Non è sempre facile distinguere tra una setta, un gruppo di terapia, di meditazione o di crescita personale. Esistono però alcuni criteri che consentono di non cadere in errore. Passiamoli in rassegna con Jean-Pierre Jougla, giurista e membro di un'associazione di vittime delle sette.

Come riconoscere una setta?
© Getty Images

L'interesse attuale per nuove forme di spiritualità e per le terapie e i gruppi di parola può presentare a volte dei risvolti spiacevoli: nella loro ricerca del benessere e della pace interiore alcuni individui, forse più fragili di altri, finiscono in una setta. E non è così facile tracciare una linea di confine tra queste realtà. In primo luogo, cos'è una setta? La parola deriva dal latino "sequi", che vuol dire seguire, e "secare" (tagliare). Appartenere a una setta significa quindi sia seguire un insegnamento o una persona sia tagliare con il proprio ambiente. Dal XIX secolo questo termine viene impiegato in senso peggiorativo e si riferisce a un atteggiamento mentale di intolleranza, potenzialmente molto pericoloso.
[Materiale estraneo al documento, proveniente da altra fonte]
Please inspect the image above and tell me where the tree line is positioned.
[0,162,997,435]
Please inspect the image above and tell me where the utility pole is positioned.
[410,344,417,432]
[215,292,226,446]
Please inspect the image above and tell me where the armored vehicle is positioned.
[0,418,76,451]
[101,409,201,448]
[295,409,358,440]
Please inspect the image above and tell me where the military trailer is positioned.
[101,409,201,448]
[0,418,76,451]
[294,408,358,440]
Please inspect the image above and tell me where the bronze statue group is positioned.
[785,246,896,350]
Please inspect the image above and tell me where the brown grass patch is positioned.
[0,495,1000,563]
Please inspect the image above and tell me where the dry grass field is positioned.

Esistono elementi che non possono trarre in inganno: Jean-Pierre Jougla, giurista e membro dell'Union Nationale des Associations de Défense des Familles et de l'Individu (Unadfi, Unione Nazionale delle Associazioni di difesa delle Famiglie e degli Individui), li ha riuniti in quattro grandi gruppi. 

Sette e manipolazione finanziaria

Quando l'autonomia finanziaria del guru sembra derivare in gran parte dal tuo contributo, è il caso di insospettirsi: in una setta le tariffe sono per la maggior parte esorbitanti e superano di gran lunga il reale valore dell'insegnamento o di un weekend di terapia. La partecipazione non è libera ma obbligatoria e i prezzi superano i limiti. Alcune persone arrivano persino a indebitarsi. È anche possibile che tu sia spinto a partecipare all'acquisto di alcuni beni per il guru. Ma dove va a finire realmente questo denaro? In caso di richieste eccessive, Jean-Pierre Jougla consiglia di verificare la trasparenza della contabilità: c'è una bella differenza tra contribuire alla riparazione del tetto del centro di accoglienza in campagna e pagare le vacanze del guru...

Sette e manipolazione sessuale

Giustificandole come un bisogno per recuperare le energie, i guru impongono spesso delle pratiche sessuali. È possibile che ti scelgano un partner o che pretendano da te un rapporto, secondo loro per "risvegliare i chakra" o "far aumentare la Kundalini" (una delle energie dello yoga). Anche il ricorso alla masturbazione è frequente, spesso con caratteri devianti, d'altro canto essere scelti dal guru è un grande onore e rifiutare le sue avance non solo è molto difficile, ma può essere mal visto da parte del gruppo. "Ogni proposta sessuale, di qualunque genere, deve metterti in guardia", afferma Jean-Pierre Jougla. "Non si tratta d'altro che di abusi sessuali che non contribuiscono in alcun modo alla tua crescita personale". 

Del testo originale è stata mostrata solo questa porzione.